Wednesday 18 June 2014

after the flood

I'm starting to realise that to belong to a place means that you feel tender toward it, even if you were not born there. You are concerned for its welfare. When you return to this place after an absence short or great, you are surprised by the feelings it evokes in you. You were not aware that you missed it, but you did.

The little things you notice now, the steady transformation of the hillside from grey to green in the spring time, the wild lillies that wave in the summer breeze, those two motorists whose stopping in the middle of the road causes a traffic jam whilst they catch up with one another (and this doesn’t irritate you because sometimes you do it too), the antics of the neighbours cat in the street, the chiming of the church bell in the dead of night - all  of these familiars are made precious by repetition and knowledge.

And that view from the bridge of the water below, it still brings a gasp of delight. But to feel the pulse of those waters also drags up memories of last year, when the waters were a deluge rather than a trickle. 

Does the fact of having lived through that event - when the waters ripped our valley apart and we were cut off from the rest of the world for three days - does the fact that I too have a memory of that time mean that we now belong here?

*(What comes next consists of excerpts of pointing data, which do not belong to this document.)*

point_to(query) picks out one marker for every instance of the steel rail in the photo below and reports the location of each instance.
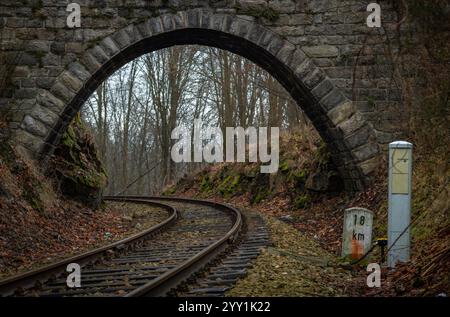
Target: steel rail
(162, 284)
(9, 285)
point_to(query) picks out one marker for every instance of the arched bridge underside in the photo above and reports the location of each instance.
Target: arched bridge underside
(44, 116)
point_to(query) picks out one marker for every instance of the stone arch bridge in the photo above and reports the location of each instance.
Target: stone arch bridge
(310, 46)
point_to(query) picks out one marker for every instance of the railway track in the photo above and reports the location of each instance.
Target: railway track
(149, 263)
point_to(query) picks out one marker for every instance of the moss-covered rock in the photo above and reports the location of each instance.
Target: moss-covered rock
(77, 166)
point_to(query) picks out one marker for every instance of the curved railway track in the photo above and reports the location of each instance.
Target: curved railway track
(149, 263)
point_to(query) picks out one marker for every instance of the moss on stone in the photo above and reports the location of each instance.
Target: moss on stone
(267, 13)
(302, 201)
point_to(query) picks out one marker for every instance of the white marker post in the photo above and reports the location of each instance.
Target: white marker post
(357, 236)
(399, 215)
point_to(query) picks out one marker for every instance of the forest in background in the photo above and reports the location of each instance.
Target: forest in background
(133, 113)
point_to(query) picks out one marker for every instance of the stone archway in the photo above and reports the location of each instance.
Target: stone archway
(351, 139)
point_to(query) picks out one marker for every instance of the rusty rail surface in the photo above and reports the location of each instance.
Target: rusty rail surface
(156, 287)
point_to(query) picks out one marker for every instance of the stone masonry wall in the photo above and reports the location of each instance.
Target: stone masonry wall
(332, 34)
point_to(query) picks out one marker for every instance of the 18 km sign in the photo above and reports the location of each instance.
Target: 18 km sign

Then as now -  a year after the flood - we were all there together on this earth. And we were all left hurting, earth and people combined. Some of us were locals, many of us outsiders. But for the time of the flood, those distinctions were irrelevant. We all felt the same fear and sadness. We were all soothed when the waters subsided and we felt the warm sun on our faces once again. We were all equally a part of this place, because we all lived through the flood.